Он взял поданную лакеем свежую салфетку и расправил.

– Прошу великодушно простить. Сорвалось.

Пожевали в молчании.

– Так уж запомните мои просьбы, господин капитан первого ранга. А упомянутого матроса вам лучше всего следует сдать в дисциплинарные роты. Там… вопрос с ним решится сам собой. Уверяю вас, это будет высшее человеколюбие.

– 15 —

И только Иванов-Седьмой оставался в полном неведении относительно всего, что творилось кругом. Государственные думы обустройства России гнели его. Он уже видел себя советником нового главы государства и вручал ему свой путеводный труд.

Я решил, – старательно писал он, – без посредников – коротко и ясно – рассказать, что думаю про нашу сегодняшнюю жизнь и что надо сделать, чтобы она стала лучше.

О наших проблемах. (Сомнения по поводу истории с куртками все еще жгли его и просились к обобщению.)

Для гражданина России важны моральные устои, которые он впервые обретает в семье и которые составляют самый стержень патриотизма. И задача лидера – настроить на общие цели, расставить всех по своим местам, помочь поверить в собственные силы.

Наша первая и самая главная проблема – ослабление воли. Потеря государственной воли и настойчивости в доведении начатых дел. Люди не верят обещаниям власти, а власть все больше теряет лицо. Люди не могут рассчитывать ни на силу закона, ни на справедливость органов власти. Только – на себя. Тогда зачем им такая власть?

Иванов– Седьмой вспомнил о схватке с бандитами и стал писать:

Яркий пример такого застарелого зла – преступность. Но стоило нам вступить в прямую схватку с бандитами, разгромить их – и сделан реальный шаг к верховенству права, к диктатуре равного для всех закона.

Но ведь этого нельзя было сделать, сидя в Москве и сочиняя очередные программы по борьбе с преступностью. Надо было принять вызов на поле противника и именно там его разгромить.

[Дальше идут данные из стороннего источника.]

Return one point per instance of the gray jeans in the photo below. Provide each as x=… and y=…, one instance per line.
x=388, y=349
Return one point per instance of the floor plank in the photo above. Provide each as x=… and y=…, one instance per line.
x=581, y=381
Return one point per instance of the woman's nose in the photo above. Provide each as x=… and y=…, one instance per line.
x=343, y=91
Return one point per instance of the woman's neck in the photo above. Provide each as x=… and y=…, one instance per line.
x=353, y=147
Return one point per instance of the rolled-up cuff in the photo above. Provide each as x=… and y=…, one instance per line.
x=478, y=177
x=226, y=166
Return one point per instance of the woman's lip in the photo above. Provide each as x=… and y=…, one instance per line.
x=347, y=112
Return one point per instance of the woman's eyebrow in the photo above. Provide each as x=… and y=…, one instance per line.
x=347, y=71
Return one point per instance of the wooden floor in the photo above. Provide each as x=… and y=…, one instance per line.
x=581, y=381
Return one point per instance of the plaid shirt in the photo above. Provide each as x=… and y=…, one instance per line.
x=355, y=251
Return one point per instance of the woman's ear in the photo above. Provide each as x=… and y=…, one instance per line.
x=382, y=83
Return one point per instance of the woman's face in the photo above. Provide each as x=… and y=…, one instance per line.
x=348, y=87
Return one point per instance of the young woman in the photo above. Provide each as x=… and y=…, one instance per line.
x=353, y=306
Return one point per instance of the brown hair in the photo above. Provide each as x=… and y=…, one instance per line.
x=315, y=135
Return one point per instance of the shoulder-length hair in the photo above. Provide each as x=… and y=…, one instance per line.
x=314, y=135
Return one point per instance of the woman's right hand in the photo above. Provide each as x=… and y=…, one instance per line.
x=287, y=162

Еще одна большая проблема. Нам сегодня, как воздух, нужна большая инвентаризация страны. Мы очень плохо представляем себе, каким ресурсом сегодня владеем. (Последний тезис восходил к впечатлениям от раздачи танкера с соляркой.)

Он задумался. Избыток проблем настраивал на удручающий лад. Чтобы избежать этого, он по размышлении решил заменить их на слово приоритеты. В самом этом слове содержалось что-то волевое, показывающее, что проблемы уже решаются.

И с новой строки вывел покрупнее:

О наших приоритетах.

Наш приоритет – побороть собственную бедность. Надо самим себе однажды сказать: мы – богатая страна бедных людей.

Воспоминание о пенсионерах в Вытегре породило абзац:

Возвратить им положенный долг – уже не просто социальная, но в полном смысле политическая и нравственная задача.